长生种要是敢在食谱上添加这道奢侈食材,早达成自灭全族成就了。
献最后带着图南去吃了一道豆腐羹,虽然食材普通,但烹饪的人手艺好,普普通通的豆腐羹也做得甘美无比。
葬礼之后是一年一度的风神陵大祭。
风神陵大祭的祭品数量根据风神陵里埋葬的陶俑人数而定。
每万人一只熊掌,每五千人祭祀一头牛,每四千人祭一头豨,每三千人祭一头麋,每两千人祭一头豚,每一千人祭一只羊,每五百人祭一只狗,每三百人祭五斤鱼,每两百人祭一只鹅,每百人祭一只兔,每五十人祭一只鸭,每十人一只鸡,每人一只咸鸭蛋,每人一只鸡子,每人一罐羊乳并每百人一道不在固定荤菜单子里的补充荤菜,如鹿竹虫獐马蛇虾鳖。
而这只是肉蛋奶部分的祭品,还有蔬菜与谷物,每人要有一道蔬菜,每人要有两斤谷物,且谷物不能是单一一种,必须是各种谷物混在一起做成的五谷饭或面食,谷物种类可以多于五种,但不能低于五种。
在远古时,那时的风神陵还很小,埋葬的死者也不多,风神制定的这套规矩方便又轻松,又能让九泉下的死者每年能吃到种类最多的食物,但几千年过去....风神陵里埋葬的死者保底一千万。
光是祭祀用的牛便需要数千头,准备一次大祭的难度已然与打一场大型战争无异。
但不知为何,风神教不愿与时俱进更改祭祀,仍旧保持着这种祭祀规格,每年都鸡飞狗跳的打仗一样准备祭祀。
棠了解后对祭祀规格没什么疑惑,只对祭品满头疑问。“陆地上祭祀不都是用豚牛羊吗?而且只有贵族有资格使用,怎么风神陵的祭品种类这么丰富?”
献理所当然道:“王朝制定礼是为了明确等级尊卑,自然要对祭品的内容与等级有统一且层级分明的规定,但风神陵又不是,风神陵的祭祀只是为了让死者尝到人间的美食,享受生者也能享受到的美好,祭品好吃且种类丰富就行。”
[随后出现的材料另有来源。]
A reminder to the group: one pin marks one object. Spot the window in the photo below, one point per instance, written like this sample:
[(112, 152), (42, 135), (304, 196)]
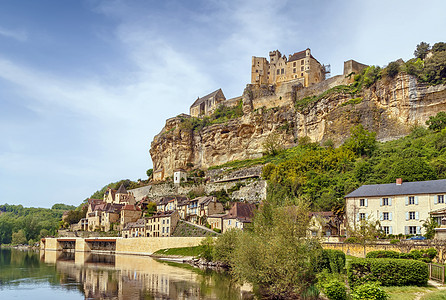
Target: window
[(363, 202)]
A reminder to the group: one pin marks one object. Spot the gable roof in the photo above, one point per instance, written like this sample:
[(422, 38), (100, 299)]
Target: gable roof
[(200, 100), (406, 188), (121, 190), (241, 210)]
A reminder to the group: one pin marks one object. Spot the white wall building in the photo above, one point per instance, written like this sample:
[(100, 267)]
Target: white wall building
[(400, 207)]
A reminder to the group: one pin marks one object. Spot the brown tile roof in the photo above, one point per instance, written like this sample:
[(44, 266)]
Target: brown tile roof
[(131, 207), (200, 100), (242, 211), (121, 190)]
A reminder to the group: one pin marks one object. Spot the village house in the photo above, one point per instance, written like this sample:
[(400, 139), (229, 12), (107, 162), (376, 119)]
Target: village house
[(400, 207), (129, 213), (300, 66), (239, 216), (179, 175), (162, 224), (206, 105), (135, 229)]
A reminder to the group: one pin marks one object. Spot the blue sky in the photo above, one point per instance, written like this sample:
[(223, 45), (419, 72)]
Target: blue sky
[(85, 85)]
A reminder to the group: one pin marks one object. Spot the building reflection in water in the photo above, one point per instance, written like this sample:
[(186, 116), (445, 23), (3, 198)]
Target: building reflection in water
[(141, 277)]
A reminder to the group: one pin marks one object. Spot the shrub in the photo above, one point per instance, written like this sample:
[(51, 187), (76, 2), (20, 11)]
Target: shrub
[(383, 254), (332, 260), (351, 240), (369, 291), (335, 290), (389, 272)]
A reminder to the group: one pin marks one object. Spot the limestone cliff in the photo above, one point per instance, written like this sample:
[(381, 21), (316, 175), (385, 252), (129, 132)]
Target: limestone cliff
[(389, 107)]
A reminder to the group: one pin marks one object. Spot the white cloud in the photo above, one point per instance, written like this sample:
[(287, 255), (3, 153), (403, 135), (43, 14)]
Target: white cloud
[(17, 34)]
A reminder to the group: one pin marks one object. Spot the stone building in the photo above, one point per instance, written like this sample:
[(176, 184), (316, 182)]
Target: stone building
[(135, 229), (130, 213), (238, 217), (162, 224), (206, 105), (300, 66), (400, 207), (120, 196)]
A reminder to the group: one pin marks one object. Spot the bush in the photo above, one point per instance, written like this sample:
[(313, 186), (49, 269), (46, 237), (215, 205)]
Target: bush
[(369, 291), (389, 272), (424, 255), (332, 260), (335, 290), (351, 240), (383, 254)]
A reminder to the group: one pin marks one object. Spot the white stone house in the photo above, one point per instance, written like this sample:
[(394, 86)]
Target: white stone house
[(401, 208)]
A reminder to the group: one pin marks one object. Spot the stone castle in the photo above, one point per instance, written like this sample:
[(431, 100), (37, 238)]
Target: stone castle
[(300, 65)]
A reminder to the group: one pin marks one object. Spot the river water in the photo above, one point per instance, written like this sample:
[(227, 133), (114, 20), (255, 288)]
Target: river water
[(67, 275)]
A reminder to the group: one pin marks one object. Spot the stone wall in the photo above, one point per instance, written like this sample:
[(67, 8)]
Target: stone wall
[(141, 245), (149, 245), (361, 251)]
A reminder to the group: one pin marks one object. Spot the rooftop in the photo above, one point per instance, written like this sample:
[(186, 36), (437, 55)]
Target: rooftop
[(406, 188)]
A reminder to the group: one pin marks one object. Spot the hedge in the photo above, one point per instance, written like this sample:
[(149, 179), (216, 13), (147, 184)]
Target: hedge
[(332, 260), (389, 272), (424, 255)]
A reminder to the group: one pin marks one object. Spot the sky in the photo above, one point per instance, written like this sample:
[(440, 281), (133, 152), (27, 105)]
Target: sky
[(85, 85)]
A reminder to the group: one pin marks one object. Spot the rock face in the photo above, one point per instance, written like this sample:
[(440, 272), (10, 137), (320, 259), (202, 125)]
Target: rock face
[(389, 107)]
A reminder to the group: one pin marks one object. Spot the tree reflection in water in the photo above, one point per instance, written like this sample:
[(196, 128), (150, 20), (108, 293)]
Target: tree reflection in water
[(117, 276)]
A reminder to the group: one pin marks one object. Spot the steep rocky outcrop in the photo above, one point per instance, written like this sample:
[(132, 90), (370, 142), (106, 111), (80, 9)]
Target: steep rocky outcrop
[(389, 107)]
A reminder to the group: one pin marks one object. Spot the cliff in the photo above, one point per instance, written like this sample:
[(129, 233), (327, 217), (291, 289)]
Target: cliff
[(390, 107)]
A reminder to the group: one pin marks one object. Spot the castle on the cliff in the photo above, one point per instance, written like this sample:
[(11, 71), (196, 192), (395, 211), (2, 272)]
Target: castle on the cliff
[(300, 65), (300, 69)]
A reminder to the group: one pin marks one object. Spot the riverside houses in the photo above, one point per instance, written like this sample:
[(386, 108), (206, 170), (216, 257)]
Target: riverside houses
[(400, 207)]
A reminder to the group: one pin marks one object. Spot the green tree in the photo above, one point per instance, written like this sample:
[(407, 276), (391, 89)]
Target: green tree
[(361, 141), (19, 238), (438, 47), (276, 255), (421, 50)]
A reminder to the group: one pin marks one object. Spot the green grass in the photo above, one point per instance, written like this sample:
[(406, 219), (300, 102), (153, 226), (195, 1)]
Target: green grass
[(183, 251), (438, 295), (408, 292)]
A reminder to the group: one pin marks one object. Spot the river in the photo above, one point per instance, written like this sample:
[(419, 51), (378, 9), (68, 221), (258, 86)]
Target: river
[(81, 275)]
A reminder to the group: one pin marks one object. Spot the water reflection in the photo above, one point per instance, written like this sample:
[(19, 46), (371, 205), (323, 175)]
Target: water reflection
[(125, 276)]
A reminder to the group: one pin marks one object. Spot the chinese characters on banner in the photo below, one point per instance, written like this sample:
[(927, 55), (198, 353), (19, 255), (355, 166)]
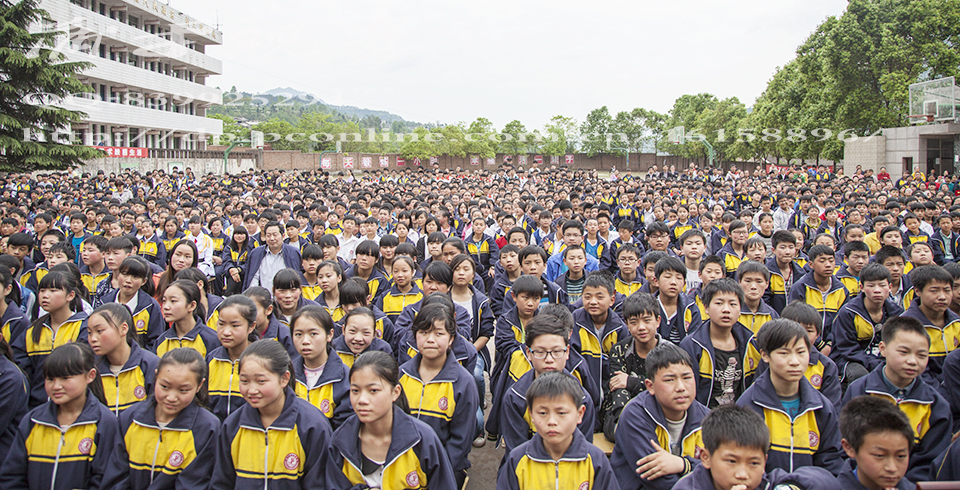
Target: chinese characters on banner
[(121, 151)]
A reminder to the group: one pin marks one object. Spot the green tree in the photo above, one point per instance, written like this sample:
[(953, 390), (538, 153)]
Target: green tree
[(35, 78)]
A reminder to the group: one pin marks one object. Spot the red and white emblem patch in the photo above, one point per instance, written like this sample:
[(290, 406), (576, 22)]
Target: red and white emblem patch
[(291, 462), (413, 480), (85, 445), (176, 459)]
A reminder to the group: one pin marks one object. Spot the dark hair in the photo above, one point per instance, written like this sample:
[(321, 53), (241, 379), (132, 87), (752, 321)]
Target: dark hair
[(639, 304), (922, 276), (777, 333), (318, 314), (116, 314), (721, 285), (902, 324), (876, 272), (430, 313), (664, 355), (74, 359), (865, 414), (555, 385), (545, 325), (751, 266), (737, 425), (137, 266)]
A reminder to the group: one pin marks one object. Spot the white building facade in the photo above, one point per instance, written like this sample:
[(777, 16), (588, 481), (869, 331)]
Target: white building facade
[(148, 76)]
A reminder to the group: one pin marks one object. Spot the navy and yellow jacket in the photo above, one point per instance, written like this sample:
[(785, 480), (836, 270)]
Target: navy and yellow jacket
[(642, 421), (447, 403), (393, 301), (331, 394), (700, 348), (731, 260), (753, 321), (15, 394), (148, 319), (595, 345), (807, 477), (929, 415), (154, 250), (943, 341), (347, 357), (415, 459), (827, 304), (135, 381), (293, 450), (686, 318), (377, 282), (45, 456), (31, 355), (223, 383), (812, 438), (202, 339), (13, 323), (856, 337), (583, 466), (516, 425), (180, 455)]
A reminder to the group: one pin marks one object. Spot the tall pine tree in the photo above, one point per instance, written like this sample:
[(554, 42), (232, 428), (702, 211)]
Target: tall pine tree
[(34, 77)]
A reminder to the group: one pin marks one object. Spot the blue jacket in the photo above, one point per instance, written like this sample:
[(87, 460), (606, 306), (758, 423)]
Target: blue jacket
[(642, 421), (331, 393), (251, 456), (14, 391), (530, 466), (291, 260), (856, 336), (61, 459), (810, 439), (416, 458), (516, 425), (942, 341), (807, 477), (700, 348), (447, 403), (929, 415), (180, 455)]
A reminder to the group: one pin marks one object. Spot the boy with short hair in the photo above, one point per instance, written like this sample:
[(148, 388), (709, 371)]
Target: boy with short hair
[(877, 439), (754, 278), (678, 312), (658, 438), (857, 255), (857, 327), (823, 291), (790, 405), (547, 348), (736, 442), (905, 346), (558, 452), (721, 347)]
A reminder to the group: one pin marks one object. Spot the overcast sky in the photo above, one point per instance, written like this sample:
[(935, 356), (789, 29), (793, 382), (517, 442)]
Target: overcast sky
[(430, 61)]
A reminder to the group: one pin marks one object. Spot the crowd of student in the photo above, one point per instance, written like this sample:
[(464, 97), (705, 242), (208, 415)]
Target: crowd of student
[(301, 330)]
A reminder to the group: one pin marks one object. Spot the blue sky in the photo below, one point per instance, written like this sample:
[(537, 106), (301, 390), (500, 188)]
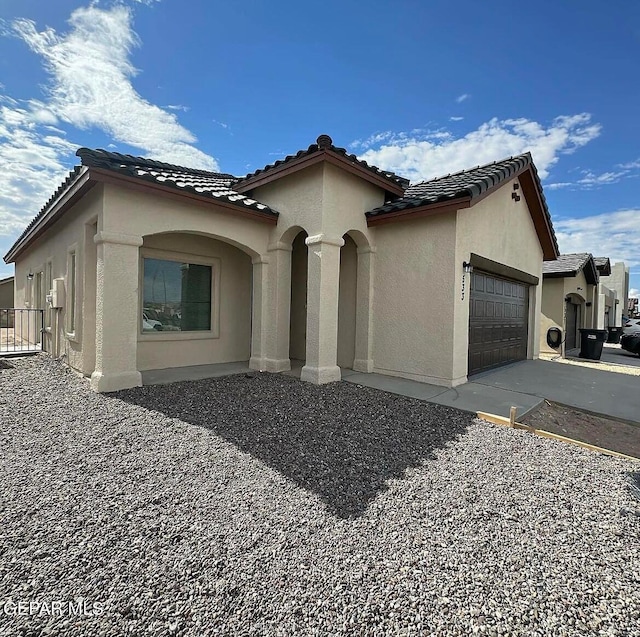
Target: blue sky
[(420, 87)]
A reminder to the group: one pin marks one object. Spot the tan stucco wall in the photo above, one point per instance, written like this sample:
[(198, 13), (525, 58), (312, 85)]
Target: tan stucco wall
[(138, 213), (347, 303), (54, 245), (6, 294), (553, 313), (414, 299), (500, 229), (166, 349), (327, 202), (618, 283), (298, 323), (607, 307), (321, 199)]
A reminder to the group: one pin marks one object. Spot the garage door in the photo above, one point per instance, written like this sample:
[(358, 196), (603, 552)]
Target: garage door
[(498, 321)]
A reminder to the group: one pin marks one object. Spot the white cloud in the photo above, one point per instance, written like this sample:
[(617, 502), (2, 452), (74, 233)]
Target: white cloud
[(614, 234), (91, 84), (33, 163), (592, 180), (424, 155), (90, 87)]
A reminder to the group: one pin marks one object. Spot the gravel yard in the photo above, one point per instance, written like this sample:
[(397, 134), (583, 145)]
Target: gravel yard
[(262, 505)]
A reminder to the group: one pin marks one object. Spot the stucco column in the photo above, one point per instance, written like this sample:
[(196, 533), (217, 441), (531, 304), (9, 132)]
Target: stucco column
[(259, 313), (364, 311), (117, 312), (323, 280), (277, 327)]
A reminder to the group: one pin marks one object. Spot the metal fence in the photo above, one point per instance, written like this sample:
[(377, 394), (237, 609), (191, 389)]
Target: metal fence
[(20, 330)]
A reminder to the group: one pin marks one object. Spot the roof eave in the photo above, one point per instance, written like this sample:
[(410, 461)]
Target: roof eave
[(300, 163), (75, 190), (532, 192), (560, 275), (88, 177), (435, 208)]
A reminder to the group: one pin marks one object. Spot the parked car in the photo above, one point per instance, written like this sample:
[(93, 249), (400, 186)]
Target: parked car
[(631, 326), (631, 342)]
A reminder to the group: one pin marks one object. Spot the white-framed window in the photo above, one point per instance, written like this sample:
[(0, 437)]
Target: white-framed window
[(179, 295), (48, 285)]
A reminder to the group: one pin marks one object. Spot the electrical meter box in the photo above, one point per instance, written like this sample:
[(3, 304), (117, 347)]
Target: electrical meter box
[(57, 293)]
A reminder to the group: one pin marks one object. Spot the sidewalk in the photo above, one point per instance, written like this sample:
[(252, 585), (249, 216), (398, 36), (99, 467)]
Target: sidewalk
[(524, 385)]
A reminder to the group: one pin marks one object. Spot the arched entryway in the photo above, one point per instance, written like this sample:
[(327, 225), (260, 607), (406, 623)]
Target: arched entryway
[(298, 307)]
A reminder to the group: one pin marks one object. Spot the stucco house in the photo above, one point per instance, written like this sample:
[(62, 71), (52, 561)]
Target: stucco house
[(319, 258), (615, 283), (569, 300), (6, 292), (6, 301)]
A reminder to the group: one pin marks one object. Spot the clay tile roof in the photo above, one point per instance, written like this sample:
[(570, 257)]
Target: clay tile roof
[(324, 143), (568, 265), (471, 183), (217, 186), (466, 183), (603, 265)]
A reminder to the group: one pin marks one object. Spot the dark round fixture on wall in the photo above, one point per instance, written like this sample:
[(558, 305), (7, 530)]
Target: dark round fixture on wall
[(554, 337)]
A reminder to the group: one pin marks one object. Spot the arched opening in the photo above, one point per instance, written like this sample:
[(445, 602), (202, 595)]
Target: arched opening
[(298, 308), (347, 303), (195, 302)]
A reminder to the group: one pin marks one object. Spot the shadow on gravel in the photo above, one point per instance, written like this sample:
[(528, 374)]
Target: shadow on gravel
[(340, 441)]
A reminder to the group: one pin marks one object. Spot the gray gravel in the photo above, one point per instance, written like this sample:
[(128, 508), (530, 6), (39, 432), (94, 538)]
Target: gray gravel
[(262, 505)]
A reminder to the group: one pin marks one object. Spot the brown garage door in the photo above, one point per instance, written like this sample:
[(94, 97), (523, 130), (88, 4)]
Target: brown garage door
[(498, 321)]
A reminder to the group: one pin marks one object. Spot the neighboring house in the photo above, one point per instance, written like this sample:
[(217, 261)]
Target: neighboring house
[(607, 298), (6, 292), (319, 257), (618, 282), (569, 300)]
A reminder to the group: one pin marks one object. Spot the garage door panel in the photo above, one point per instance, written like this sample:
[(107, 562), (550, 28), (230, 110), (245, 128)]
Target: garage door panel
[(498, 329)]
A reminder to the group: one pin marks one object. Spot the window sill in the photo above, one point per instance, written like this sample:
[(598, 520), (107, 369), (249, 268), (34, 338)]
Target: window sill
[(177, 336)]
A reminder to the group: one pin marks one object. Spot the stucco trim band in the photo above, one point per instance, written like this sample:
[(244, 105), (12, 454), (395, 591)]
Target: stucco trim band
[(493, 267), (325, 239), (117, 238)]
“这样啊。”棠想了想,又问:“祭祀后,祭品怎么处置?”
“先人享用食物的同时也会赐福,祭品都是有赐福的食物,自然要分食。”
棠掰着指头算了算一场大祭要用多少祭品,发现自己的小脑子不够用。
夏笑道:“今岁大祭用熊掌一千三百一十六只、牛两千六百三十一头、豨三千两百八十九头,麋四千三百八十五头,豚六千五百七十八头,羊一万三千一百五十五只,狗两万六千三百一十只.....五谷二十一万九千两百五十石。”
棠的眼睛逐渐变成香圈,直到夏念到五谷的数量。
其它的是多少她没什么概念,但她知道图南这次远行是为了什么。
三十万石粮食。
对图南而言需要耗费绞尽脑汁去筹集的够全县人吃好几个月的粮食,对风神陵而言,只是一次大祭的消耗。
棠惊讶的问:“这么多,吃得完吗?我有看到,你们用的祭品都是正常的菜肴,而不是别人用的那种很咸很咸的祭品。”
献的表情略微无奈。
正常的祭品都是重盐的食物,虽然咸的能齁死人,但可以保存几个月,因此祭祀后可以囤着慢慢吃,而风神陵的祭品只追求美味不追求保质期。
“很久以前,风神陵中的长眠者还很少时是吃得完的,每次大祭就是风神教内部的大规模聚餐并交流美食,但后来....”献叹了口气。“婚姻制度越来越完善,女子地位越来越低,女子,尤其是聪慧有见识又有一定钱财的女子,纷纷入教....”
图南莞尔。“在不承认生育价值的情况下,生育的实际价值买家说了算,搭配婚姻,有脑子且有机会都会入教。”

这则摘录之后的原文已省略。